Ich betreibe mein X 126 DF* mit einem Blei-Gel-Akku von Panasonic 12V 12Ah.
Abmessungen in mm L x B x H: 150 x 98 x 94.
Nach jeweils 2 Angeltagen (ca. 15 Betriebsstunden) lade ich den Akku vorsorglich wieder auf. Wie lange er maximal hält hab ich noch nicht probiert, aber auch 3 Angeltage sollten kein Problem sein.
Den Akku hab ich damals hier gekauft, aber momentan gibts ihn da nicht oder ich bin nur zu blind:g!
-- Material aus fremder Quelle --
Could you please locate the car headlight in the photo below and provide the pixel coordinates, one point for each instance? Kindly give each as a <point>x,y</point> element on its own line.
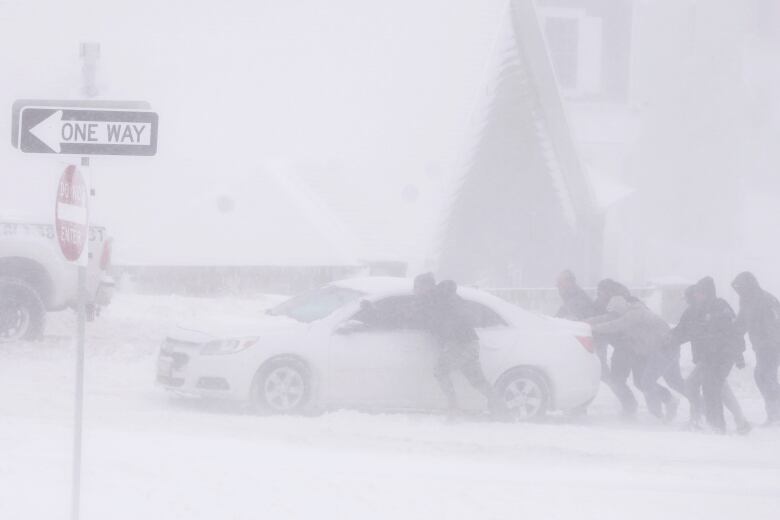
<point>227,346</point>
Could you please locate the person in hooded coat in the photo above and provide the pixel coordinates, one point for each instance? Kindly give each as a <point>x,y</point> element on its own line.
<point>576,304</point>
<point>686,331</point>
<point>759,317</point>
<point>624,361</point>
<point>646,335</point>
<point>458,343</point>
<point>719,345</point>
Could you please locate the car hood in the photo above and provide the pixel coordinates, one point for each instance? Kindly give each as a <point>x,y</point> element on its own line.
<point>203,331</point>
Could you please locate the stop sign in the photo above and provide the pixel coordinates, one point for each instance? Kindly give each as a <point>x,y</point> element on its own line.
<point>71,213</point>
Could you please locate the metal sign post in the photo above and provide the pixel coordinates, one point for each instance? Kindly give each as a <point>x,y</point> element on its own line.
<point>81,128</point>
<point>90,52</point>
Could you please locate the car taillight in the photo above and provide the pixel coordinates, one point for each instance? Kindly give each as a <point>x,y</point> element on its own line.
<point>587,342</point>
<point>105,257</point>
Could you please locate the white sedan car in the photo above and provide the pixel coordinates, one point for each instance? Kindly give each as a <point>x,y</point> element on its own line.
<point>312,352</point>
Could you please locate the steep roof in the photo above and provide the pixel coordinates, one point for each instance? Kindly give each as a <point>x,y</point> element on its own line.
<point>523,201</point>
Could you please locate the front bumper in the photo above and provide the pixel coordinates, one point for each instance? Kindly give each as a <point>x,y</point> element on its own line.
<point>182,369</point>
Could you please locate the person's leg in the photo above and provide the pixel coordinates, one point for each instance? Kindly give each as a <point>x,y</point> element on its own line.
<point>602,348</point>
<point>622,363</point>
<point>715,374</point>
<point>655,395</point>
<point>472,371</point>
<point>443,372</point>
<point>733,406</point>
<point>673,374</point>
<point>767,360</point>
<point>693,392</point>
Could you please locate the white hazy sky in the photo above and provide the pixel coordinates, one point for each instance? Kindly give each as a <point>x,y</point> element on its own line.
<point>369,96</point>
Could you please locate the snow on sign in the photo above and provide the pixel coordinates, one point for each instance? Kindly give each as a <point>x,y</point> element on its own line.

*Das 126er und das 136er sollten von den elektrischen Anschlusswerten fast identisch sein (beide max 4kW Sendeleistung). Sie sind ja bis auf lotbare Tiefe und Preis auch sonst identisch.

Gruß Thomas


----------



## jkr (17. August 2005)

*AW: Eagle oder Lowrance???*

Hi 
Ich habe 2 gel Akkus 12V 7,2AH. Einer ist madig der haelt mit dem 136DF so ungefaehr 6 Stunden der andere ist fit und haelt gute 2 Angeltage. Dieses Fruehjahr war es allerdings immer so zwischen -10 und 0 Grad da war die Haltbarkeit deutlich geringer.
mfg
Jan


----------



## Toddi (17. August 2005)

*AW: Eagle oder Lowrance???*

Kann mich jkr in vollen Zügen anschließen. Wir benutzen Akkus mit den gleichen Werten. Die halten zwei bis drei Angeltage in Norge. In unserem umgerüsteten Portablekoffer ist für beide genug Platz, so dass man sie problemlos wechseln kann. 
Übrigens sind wir von der Performance des DF480 von Eagle sehr angetan. Haben wir wohl ein echtes Schnäppchen gemacht.

Gruß, Toddi :g  :g  :g


----------



## jkr (17. August 2005)

*AW: Eagle oder Lowrance???*

@Toddi
Wie hast du den Portablekoffer umgeruestet dass da nun zwei Akkus reinpassen ?
mfg
Jan


----------



## Jirko (17. August 2005)

*AW: Eagle oder Lowrance???*

hallöli jkr #h

nen alukoffer aus´m werkelmarkt bietet genügend stauraum für´s lot, handnavigerät (wenn das lot keine plotterfunktion hat), geber, kabelagen und 2 blei-gel-akkus... bei interesse such ich dir gerne mal die portablekoffer unserer boardies, welche hier im AB schon massigst vorgestellt wurden, raus... tschöööö #h


----------



## jkr (17. August 2005)

*AW: Eagle oder Lowrance???*

Hallo Jirko
Ja die Diskussion ueber Orginal Koffer und einem aus dem Baumarkt hatten wir schon. Was mich interessiert ist wie man den orig so ummodeln kann dass da zwei Akkus reinpassen.
mfg
Jan


----------



## Toddi (18. August 2005)

*AW: Eagle oder Lowrance???*

@jkl

Sorry, war meinerseits mißverständlich ausgedrückt. Wir haben uns auch ein Festeinbaugerät so in ´nen gekauften Koffer gebaut, dass dort noch satt Platz ist. 

Gruß, Toddi :g  :g  :g


----------



## tidecutter (18. August 2005)

*AW: Eagle oder Lowrance???*



			
				Poldix schrieb:
			
		

> @tidecutter....
> definier mal bitte entsprechende größe
> 
> paar erfahrungswerte, wielange das Lowrance 136 DF bzw. Eagle 480 DF bei welcher akkuleistung gehalten hat, wären schick =)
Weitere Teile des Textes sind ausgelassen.